Rule-based Data Selection for Large Language Models

The quality of training data significantly impacts the performance of large language models (LLMs). There are increasing studies using LLMs to rate and select data based on several human-crafted metrics (rules). However, these conventional rule-based approaches often depend too heavily on human heuristics, lack effective metrics for assessing rules, and exhibit limited adaptability to new tasks. In our study, we introduce an innovative rule-based framework that utilizes the orthogonality of score vectors associated with rules as a novel metric for rule evaluations. Our approach includes an automated pipeline that first uses LLMs to generate a diverse set of rules, encompassing various rating dimensions to evaluate data quality. Then it rates a batch of data based on these rules and uses the determinantal point process (DPP) from random matrix theory to select the most orthogonal score vectors, thereby identifying a set of independent rules.
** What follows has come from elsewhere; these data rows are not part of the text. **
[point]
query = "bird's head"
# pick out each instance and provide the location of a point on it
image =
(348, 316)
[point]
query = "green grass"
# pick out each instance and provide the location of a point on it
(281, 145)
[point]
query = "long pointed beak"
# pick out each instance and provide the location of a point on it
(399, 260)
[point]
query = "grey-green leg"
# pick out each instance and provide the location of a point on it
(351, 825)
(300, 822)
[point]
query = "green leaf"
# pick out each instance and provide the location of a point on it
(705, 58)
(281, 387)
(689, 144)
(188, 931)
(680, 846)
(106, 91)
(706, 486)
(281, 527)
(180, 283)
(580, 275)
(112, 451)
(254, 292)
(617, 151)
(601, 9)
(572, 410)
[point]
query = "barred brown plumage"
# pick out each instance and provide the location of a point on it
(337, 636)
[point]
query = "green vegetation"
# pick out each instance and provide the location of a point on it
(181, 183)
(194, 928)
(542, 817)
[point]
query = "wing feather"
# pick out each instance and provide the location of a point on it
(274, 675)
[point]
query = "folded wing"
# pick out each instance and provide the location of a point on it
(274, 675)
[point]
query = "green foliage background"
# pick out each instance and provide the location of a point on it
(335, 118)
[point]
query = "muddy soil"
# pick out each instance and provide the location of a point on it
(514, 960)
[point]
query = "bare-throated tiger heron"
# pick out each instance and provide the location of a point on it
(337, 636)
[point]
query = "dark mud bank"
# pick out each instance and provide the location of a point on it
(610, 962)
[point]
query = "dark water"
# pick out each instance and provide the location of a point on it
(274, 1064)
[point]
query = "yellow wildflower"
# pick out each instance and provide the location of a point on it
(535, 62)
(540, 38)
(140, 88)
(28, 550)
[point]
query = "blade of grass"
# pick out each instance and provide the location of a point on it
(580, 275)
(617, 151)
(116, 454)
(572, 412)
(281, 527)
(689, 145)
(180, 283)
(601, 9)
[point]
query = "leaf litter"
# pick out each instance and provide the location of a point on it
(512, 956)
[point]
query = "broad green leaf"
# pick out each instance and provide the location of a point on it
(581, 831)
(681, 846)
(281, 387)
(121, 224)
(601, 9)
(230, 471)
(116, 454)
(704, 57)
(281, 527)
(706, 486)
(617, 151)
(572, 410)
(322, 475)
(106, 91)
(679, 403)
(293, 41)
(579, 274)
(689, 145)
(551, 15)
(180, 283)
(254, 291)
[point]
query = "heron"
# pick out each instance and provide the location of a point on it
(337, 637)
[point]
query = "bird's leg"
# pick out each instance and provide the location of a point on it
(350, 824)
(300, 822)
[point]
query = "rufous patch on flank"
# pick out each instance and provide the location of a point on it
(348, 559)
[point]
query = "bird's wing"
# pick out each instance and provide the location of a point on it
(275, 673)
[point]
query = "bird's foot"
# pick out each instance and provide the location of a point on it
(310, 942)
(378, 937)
These rules are subsequently used to evaluate all data, selecting samples with the highest average scores for downstream tasks such as LLM training. We verify the effectiveness of our method through two experimental setups: 1) comparisons with ground truth ratings and 2) benchmarking LLMs trained with the chosen data. Our comprehensive experiments cover a range of scenarios, including general pre-training and domain-specific fine-tuning in areas such as IMDB, Medical, Math, and Code. The outcomes demonstrate that our DPP-based rule rating method consistently outperforms other approaches, including rule-free rating, uniform sampling, importance resampling, and QuRating, in terms of both rating precision and model performance.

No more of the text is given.